My heart starts to beat
Pounding like a hammer in my chest
I sit nervous in my seat
Because i can't see the rest
 
I get whats left to go
And head out the door
Walking past the rows
I can't take anymore  
 
Many dont understand
This anxiety i feel
But things get out of hand
And violence is real
 
While most look for the good
I watch for the evil
I'd stop if i could
But i lived it for real
 
Not everyone has cheer  
Deep in their hearts
There is true evil out here
Practicing their black arts
Written by Wh1skeySwagger (Swagger)
Published
Author's Note
It is hard to convey the feelings and anxieties that go through my head when I go into a public place. I guess when you have lived through certain things, and have witnessed true atrocities performed by evil people against others, It is hard to un-see. These visions not only haunt my sleep, but purvey this overwhelming anxiety when in public.
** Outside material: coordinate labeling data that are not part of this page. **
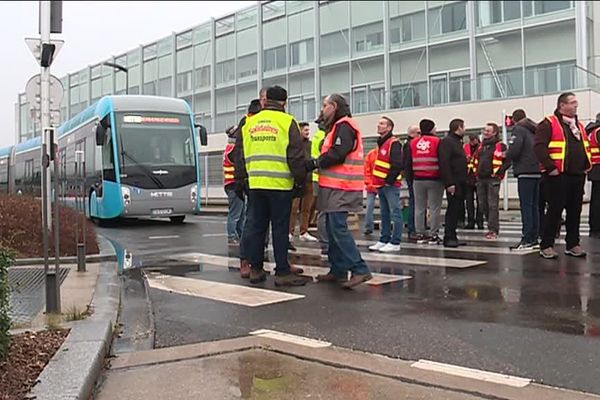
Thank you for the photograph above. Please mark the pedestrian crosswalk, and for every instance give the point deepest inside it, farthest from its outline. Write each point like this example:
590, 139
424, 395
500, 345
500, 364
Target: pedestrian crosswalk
478, 253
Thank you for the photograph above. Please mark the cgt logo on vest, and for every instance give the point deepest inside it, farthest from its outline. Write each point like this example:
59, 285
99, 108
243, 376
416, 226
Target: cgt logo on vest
423, 146
264, 132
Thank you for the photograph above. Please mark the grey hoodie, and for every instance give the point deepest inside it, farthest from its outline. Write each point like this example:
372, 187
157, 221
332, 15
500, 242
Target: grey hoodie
520, 150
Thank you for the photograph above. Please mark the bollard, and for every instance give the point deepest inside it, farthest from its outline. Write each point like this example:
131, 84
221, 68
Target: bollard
52, 297
80, 257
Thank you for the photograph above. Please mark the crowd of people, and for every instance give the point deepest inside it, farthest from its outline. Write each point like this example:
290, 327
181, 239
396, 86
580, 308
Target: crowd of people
274, 173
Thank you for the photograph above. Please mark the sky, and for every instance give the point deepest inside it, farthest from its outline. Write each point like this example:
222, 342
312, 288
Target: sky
93, 31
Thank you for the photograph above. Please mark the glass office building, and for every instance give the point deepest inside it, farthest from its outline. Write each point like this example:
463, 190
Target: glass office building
383, 55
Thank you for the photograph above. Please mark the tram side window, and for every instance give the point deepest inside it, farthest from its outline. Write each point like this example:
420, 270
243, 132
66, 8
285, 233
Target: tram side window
108, 158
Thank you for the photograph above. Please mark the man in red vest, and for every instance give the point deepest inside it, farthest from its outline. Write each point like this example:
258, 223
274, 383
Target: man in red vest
593, 129
423, 165
341, 184
387, 180
490, 166
563, 149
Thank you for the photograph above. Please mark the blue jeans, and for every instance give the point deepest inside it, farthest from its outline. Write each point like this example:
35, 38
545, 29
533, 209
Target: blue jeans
389, 201
343, 254
236, 215
266, 206
529, 199
369, 223
411, 208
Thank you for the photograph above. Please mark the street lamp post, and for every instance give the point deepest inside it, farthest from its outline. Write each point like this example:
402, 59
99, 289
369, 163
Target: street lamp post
122, 69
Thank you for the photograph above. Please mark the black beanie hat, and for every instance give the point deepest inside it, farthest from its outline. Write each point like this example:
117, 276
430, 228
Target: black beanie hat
276, 93
426, 125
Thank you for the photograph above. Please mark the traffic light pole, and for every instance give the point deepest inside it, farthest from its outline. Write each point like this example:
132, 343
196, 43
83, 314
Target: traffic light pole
52, 278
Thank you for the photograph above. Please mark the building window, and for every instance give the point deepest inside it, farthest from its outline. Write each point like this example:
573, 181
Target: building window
274, 58
334, 45
449, 18
302, 52
202, 77
225, 71
409, 95
408, 27
247, 66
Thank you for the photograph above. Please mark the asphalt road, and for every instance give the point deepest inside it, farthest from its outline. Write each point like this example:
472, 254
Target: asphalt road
511, 313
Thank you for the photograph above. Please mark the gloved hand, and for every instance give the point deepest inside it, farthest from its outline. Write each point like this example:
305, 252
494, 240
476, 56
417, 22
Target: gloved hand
242, 189
311, 164
297, 191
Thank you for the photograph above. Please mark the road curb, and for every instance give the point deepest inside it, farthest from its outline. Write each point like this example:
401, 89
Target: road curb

You see I know its out there, I know it when it strikes most, I know the people this evil looks to feed off of, and my brain has almost been trained to a constant state of awareness. This is why crowds have such an effect on me, the more people there are the harder it is to be sure all including myself are safe, running my thoughts into a panic of sorts. so basically this was an attempt at a lil peek into my mind.